Immaginate di abitare in un appartamento insieme a un fumatore accanito che accende una sigaretta dietro l’altra per tutte le ore in cui è sveglio, e immaginate anche che le finestre di questo appartamento siano tutte spalancate e che, di conseguenza, il fumo continuamente prodotto venga anche continuamente disperso all’esterno. La situazione, benché antipatica, sarebbe tollerabile, ovvero il fumo sarebbe percettibile solo negli immediati paraggi dell’amico fumatore.

Immaginate ora che invece tutte le finestre vengano ermeticamente chiuse, e che il tizio continui a fumare esattamente come prima; nel giro di pochissimo tempo la situazione diventerebbe insopportabile perché il fumo si concentrerebbe a livelli allarmanti in tutto l’appartamento e voi non sapreste come fare a liberarvene, se non andando via da casa.

Il meteo chiude le finestre

L’appartamento immaginario rappresenta la Val Padana in due condizioni estreme, rispettivamente nel primo caso siamo in una situazione di bassa pressione atmosferica, con vento e perturbazioni che abbattono il livello di inquinamento; nel secondo caso invece la pressione atmosferica si mantiene alta, ovvero non si verificano perturbazioni, c’è calma di vento, e la dispersione degli inquinanti è pressoché impossibile. Le condizioni meteorologiche di alta o bassa pressione svolgono quindi il ruolo delle finestre rispettivamente chiuse o aperte.

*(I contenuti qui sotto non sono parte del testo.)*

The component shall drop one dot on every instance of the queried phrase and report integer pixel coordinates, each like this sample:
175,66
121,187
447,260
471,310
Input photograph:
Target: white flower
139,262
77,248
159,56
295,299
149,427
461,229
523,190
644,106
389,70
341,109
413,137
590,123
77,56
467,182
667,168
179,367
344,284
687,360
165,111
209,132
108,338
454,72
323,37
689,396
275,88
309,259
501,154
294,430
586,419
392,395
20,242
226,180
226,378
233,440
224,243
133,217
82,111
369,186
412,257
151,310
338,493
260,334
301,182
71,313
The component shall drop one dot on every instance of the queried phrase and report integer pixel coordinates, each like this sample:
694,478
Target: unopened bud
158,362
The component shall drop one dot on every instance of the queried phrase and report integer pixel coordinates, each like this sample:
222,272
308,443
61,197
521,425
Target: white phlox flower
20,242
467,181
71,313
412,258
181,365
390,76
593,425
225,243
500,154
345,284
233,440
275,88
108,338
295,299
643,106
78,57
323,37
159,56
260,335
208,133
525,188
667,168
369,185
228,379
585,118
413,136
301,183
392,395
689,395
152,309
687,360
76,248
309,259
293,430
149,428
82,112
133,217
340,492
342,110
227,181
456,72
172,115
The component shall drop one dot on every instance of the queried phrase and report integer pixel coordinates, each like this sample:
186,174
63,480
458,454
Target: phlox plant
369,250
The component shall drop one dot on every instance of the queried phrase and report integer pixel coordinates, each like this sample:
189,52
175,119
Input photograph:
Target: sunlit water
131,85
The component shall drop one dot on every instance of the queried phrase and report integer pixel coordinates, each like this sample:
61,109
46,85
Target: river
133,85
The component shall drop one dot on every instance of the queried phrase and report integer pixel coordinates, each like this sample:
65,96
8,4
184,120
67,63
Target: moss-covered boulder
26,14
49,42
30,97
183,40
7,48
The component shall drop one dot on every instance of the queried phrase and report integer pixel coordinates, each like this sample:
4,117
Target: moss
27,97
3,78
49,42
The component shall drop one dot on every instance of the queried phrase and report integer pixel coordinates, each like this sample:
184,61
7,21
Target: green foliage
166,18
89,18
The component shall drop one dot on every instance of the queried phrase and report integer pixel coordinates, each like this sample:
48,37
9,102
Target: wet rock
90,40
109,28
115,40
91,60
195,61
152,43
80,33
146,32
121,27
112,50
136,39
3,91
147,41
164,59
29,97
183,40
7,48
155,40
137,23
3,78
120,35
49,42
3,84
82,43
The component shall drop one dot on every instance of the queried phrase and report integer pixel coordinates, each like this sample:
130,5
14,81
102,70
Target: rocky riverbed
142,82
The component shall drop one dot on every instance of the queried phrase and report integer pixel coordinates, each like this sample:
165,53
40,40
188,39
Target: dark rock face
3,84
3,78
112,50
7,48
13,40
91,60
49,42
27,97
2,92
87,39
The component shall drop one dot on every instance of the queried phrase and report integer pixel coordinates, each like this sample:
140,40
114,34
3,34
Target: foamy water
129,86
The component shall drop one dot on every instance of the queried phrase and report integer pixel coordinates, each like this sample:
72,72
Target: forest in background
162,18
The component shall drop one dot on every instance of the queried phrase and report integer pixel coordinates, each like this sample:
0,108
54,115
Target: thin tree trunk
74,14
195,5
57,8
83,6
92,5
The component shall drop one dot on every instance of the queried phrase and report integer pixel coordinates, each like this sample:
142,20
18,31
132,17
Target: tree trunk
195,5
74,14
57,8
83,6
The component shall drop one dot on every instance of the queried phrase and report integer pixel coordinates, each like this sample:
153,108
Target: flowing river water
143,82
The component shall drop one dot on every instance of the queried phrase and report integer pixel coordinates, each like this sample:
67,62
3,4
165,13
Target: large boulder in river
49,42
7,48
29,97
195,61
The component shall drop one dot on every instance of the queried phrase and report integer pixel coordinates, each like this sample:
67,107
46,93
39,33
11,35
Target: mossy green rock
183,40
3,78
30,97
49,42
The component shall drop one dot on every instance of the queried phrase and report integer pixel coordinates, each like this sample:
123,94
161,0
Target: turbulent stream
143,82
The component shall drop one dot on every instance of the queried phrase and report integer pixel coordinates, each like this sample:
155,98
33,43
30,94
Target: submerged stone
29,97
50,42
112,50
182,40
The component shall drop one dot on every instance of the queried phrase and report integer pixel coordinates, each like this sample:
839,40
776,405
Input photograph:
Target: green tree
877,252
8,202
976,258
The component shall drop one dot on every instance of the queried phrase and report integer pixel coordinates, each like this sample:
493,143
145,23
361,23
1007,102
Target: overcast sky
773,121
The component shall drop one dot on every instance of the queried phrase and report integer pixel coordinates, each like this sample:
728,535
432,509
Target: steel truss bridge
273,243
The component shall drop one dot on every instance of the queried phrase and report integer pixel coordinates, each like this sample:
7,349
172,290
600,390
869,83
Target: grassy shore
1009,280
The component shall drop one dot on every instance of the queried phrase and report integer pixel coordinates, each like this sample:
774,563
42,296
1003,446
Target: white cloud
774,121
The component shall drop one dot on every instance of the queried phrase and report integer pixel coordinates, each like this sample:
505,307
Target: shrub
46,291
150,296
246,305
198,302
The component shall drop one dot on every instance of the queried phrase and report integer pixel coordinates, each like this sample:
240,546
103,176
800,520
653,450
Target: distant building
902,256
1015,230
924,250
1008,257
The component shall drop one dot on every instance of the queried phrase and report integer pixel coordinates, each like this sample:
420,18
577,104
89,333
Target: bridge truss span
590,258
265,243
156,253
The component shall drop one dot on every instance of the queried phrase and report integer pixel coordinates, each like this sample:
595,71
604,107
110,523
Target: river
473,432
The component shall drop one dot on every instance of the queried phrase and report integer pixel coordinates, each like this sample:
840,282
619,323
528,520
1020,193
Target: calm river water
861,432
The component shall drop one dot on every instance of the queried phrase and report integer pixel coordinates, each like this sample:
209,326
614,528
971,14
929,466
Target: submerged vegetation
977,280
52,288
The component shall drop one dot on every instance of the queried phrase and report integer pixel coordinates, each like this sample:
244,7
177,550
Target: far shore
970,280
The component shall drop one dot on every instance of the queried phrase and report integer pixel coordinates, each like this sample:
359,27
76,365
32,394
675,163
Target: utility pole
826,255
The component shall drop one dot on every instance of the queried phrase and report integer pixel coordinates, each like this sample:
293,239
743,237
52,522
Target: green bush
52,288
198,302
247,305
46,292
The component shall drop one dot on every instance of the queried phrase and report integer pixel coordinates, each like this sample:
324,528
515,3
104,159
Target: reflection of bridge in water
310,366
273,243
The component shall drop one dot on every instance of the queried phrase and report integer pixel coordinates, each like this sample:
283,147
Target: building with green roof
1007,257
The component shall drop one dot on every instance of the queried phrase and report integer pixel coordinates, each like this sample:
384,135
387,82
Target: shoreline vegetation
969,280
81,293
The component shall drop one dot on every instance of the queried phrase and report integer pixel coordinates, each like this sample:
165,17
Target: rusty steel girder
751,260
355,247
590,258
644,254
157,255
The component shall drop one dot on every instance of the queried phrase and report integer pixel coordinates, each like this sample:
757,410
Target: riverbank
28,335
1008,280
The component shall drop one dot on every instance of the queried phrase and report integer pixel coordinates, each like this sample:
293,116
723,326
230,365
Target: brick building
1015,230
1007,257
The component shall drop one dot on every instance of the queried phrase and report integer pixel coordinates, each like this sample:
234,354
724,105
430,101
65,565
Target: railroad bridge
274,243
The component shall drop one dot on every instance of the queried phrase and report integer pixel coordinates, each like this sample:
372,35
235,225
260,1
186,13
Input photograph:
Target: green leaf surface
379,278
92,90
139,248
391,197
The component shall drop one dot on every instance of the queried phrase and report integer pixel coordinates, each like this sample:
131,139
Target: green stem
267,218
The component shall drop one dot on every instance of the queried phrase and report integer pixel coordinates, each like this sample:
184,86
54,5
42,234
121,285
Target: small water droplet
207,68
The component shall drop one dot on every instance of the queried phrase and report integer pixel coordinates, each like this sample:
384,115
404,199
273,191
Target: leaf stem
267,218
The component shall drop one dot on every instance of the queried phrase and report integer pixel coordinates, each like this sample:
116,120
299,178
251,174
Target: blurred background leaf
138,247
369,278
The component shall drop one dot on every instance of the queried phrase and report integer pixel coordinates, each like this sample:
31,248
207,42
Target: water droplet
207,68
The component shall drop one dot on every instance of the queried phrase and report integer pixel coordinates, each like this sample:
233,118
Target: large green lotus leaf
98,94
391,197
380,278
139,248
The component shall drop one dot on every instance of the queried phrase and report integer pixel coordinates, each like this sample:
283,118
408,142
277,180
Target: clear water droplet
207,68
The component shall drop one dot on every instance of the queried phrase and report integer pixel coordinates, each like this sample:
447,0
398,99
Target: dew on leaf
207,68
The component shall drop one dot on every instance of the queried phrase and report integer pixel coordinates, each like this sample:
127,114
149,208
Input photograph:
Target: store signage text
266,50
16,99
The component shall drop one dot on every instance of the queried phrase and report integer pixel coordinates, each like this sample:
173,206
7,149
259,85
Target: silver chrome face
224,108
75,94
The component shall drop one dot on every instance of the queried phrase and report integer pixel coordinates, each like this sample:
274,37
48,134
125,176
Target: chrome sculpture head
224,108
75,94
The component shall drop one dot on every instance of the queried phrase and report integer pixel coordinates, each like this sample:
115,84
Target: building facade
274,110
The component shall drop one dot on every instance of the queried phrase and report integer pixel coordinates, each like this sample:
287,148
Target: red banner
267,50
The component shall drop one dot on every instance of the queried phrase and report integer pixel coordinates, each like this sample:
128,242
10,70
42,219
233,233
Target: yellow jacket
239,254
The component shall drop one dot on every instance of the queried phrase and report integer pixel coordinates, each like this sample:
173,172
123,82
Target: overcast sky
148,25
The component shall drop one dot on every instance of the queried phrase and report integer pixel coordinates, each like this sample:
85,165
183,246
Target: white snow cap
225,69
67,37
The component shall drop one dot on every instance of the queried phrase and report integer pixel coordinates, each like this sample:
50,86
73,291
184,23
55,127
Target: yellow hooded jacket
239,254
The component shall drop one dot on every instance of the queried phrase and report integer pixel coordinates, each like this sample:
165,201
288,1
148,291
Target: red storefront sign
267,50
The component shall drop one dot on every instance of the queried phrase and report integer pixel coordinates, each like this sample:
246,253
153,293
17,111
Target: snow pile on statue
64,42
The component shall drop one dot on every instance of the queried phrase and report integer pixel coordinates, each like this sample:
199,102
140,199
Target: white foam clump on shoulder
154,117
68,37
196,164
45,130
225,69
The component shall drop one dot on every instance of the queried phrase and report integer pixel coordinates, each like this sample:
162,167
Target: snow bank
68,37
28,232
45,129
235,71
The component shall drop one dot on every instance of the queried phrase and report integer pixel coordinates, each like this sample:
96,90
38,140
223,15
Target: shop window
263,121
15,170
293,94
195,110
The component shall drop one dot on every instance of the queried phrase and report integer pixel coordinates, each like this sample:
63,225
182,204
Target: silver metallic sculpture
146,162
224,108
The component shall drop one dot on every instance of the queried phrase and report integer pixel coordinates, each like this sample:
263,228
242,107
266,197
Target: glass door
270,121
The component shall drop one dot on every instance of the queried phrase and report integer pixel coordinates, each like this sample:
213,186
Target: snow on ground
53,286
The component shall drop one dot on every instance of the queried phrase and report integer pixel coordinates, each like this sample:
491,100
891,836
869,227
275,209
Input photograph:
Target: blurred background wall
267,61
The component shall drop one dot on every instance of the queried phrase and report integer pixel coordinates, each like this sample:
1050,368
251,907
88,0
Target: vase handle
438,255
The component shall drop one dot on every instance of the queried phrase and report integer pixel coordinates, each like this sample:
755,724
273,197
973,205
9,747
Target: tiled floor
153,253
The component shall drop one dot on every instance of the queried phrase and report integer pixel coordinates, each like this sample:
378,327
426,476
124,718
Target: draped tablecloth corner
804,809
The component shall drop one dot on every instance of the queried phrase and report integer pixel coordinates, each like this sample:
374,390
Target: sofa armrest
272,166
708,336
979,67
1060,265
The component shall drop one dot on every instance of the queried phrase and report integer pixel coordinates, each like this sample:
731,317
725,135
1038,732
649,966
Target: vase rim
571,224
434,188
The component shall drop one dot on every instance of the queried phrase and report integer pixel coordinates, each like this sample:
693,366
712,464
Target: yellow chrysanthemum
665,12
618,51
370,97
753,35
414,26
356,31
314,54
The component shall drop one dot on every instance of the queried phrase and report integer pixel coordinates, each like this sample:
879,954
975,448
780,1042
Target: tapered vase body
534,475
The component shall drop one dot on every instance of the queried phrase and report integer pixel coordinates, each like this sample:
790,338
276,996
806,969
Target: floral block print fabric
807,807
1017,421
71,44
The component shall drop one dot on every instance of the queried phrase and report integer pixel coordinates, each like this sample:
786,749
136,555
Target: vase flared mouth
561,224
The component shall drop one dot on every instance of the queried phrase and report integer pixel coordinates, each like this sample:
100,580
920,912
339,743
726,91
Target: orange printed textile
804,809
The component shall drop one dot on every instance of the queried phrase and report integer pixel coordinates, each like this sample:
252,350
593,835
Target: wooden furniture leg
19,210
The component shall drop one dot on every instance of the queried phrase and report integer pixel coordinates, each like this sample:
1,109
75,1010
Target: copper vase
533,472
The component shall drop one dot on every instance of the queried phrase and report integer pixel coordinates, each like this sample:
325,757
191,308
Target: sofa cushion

Ma il fumatore chi è? In realtà naturalmente non c’è un solo fumatore, anzi, per uscire fuor di metafora, dico subito che ci sono diverse categorie di fonti di «fumo» inquinante. Molti pensano subito al traffico stradale, che sicuramente gioca un ruolo molto rilevante, ma questo non è l’unico «fumatore» nella stanza Padana.

Tornando, dunque, nella metafora, possiamo dire che qui al Nord abitiamo in un «appartamento» in cui a «fumare» siamo davvero in tanti, sia in città che in campagna, sia sulle strade urbane che sulle autostrade, dove scorre costantemente un imponente e continuo traffico di camion e di auto.

In tanti a «fumare»

La Val Padana è notoriamente caratterizzata da una altissima densità di attività. Decine di milioni di persone vi abitano, vi lavorano e vi si spostano, su mezzi in stragrande maggioranza dotati di motore a combustione interna.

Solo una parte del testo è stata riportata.